The Ministerial Legislative Committee on Sunday passed the “NGO Bill,” proposed by MKs Ayelet Shaked (Jewish Home) and MK Robert Ilatov (Israel Beiteinu), limiting foreign donations to Israeli non-governmental organizations.
The law is nothing if not controversial: it seeks to levy a fine of 45% on donations from abroad to Israeli organizations, if their goals or actions include a call to try IDF soldiers in international courts; a call to boycott, disinvest, or apply sanctions against the state of Israel or its citizens; the denial of the existence of the state of Israel as Jewish and democratic; incitement to racism, or support for an armed struggle of an enemy state or terrorist organization against Israel.

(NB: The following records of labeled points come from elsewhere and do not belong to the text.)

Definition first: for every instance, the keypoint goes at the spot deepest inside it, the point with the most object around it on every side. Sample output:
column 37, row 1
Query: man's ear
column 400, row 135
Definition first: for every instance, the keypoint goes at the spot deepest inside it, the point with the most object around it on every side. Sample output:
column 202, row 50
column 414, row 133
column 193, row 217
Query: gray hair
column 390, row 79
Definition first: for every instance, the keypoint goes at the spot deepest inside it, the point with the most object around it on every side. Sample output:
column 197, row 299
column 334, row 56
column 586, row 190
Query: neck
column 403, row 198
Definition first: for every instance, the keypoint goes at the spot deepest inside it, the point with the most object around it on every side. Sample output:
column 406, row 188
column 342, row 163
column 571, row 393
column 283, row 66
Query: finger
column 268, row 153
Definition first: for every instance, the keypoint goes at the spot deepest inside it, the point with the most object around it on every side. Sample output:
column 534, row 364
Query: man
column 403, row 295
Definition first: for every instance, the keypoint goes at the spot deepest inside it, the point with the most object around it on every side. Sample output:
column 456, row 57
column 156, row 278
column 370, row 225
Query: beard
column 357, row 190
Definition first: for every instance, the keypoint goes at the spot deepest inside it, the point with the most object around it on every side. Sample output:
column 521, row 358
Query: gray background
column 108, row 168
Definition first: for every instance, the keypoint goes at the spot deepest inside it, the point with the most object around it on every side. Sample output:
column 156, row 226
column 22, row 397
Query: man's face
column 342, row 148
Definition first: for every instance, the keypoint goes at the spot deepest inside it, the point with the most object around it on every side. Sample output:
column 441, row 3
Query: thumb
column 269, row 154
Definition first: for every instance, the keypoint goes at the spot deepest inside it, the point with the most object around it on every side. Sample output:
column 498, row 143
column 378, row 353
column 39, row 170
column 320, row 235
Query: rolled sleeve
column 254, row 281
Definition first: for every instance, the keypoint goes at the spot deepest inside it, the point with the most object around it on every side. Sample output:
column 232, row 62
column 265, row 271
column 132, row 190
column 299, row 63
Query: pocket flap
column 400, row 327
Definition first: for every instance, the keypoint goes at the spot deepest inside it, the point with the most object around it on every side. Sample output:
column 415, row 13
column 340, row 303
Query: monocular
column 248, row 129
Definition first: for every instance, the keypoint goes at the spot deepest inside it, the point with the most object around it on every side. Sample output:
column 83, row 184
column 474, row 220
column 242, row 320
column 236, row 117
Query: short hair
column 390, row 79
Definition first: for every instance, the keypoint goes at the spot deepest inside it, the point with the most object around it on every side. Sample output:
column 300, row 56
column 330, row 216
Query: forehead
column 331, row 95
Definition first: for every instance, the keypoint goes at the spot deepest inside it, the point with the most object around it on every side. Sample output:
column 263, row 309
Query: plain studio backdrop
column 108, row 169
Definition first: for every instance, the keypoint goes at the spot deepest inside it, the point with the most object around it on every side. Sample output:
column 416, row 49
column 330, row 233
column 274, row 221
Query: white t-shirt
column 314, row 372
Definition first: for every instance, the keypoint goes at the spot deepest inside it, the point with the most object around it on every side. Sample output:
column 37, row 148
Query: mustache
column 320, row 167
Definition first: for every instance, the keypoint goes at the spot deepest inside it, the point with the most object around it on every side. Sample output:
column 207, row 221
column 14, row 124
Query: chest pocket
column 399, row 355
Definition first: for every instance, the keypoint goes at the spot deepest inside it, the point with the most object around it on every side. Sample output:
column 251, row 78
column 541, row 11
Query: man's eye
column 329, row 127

MK Shaked argued that foreign funds are being used to subvert the will of the Israeli voter, permitting an extremist minority a disproportionately influential voice in the market of public opinions.
“This extremist minority endangers the state of Israel and is being employed as a universal beach head towards the delegitimization of Israel,” Shaked said, adding, “This important law will help dramatically in the fight against this phenomenon and to limit foreign states’ ability to intervene in Israel’s internal affairs.”
Eight ministers voted for the bill and four against. The next step is introducing the bill for an initial vote by the Knesset plenum. But Justice Minister Tzipi Livni has announced that she intends to appeal the committee decision in the high court, which in Israel doesn’t have to wait until a bill becomes a law. One of the perks of being a judge in Israel is that you can subvert the will of the voter on the national and municipal level, and abort legislative efforts even as they are being conceived.
The Ministerial committee approved the proposed bill despite the opinion of AG Yehuda Weinstein, who believes it is unconstitutional. In his opinion, the proposed law would not impose a tax on the targeted NGOs, but a fine, intended to generate a chilling effect and to effectively block donations to these organizations.
This means that should Weinstein be called on to defend the bill against an appeal by the Justice minister, he would have a hard time fulfilling his prescribed duties.
In my humble opinion, the Shaked bill is extremely dangerous, handing government even more power than it already has to repress democratic activity. As usual, Israeli politicians continue to fail to understand that the highest function of a democracy is not majority rule—you can get that in most political environments, from Ruanda to China—but the protection of minorities. Especially the minorities government loathes.
The Israeli political system already has way too much power over individuals and organizations, and I fear that the law that subverts free speech in support of a cause I support would one day be used against me and on behalf of causes I detest.
Israel already has laws on the books prohibiting advocating boycotts and disinvestments. Those can be used to protect and defend Israeli concerns without resorting to dangerous, new legislation.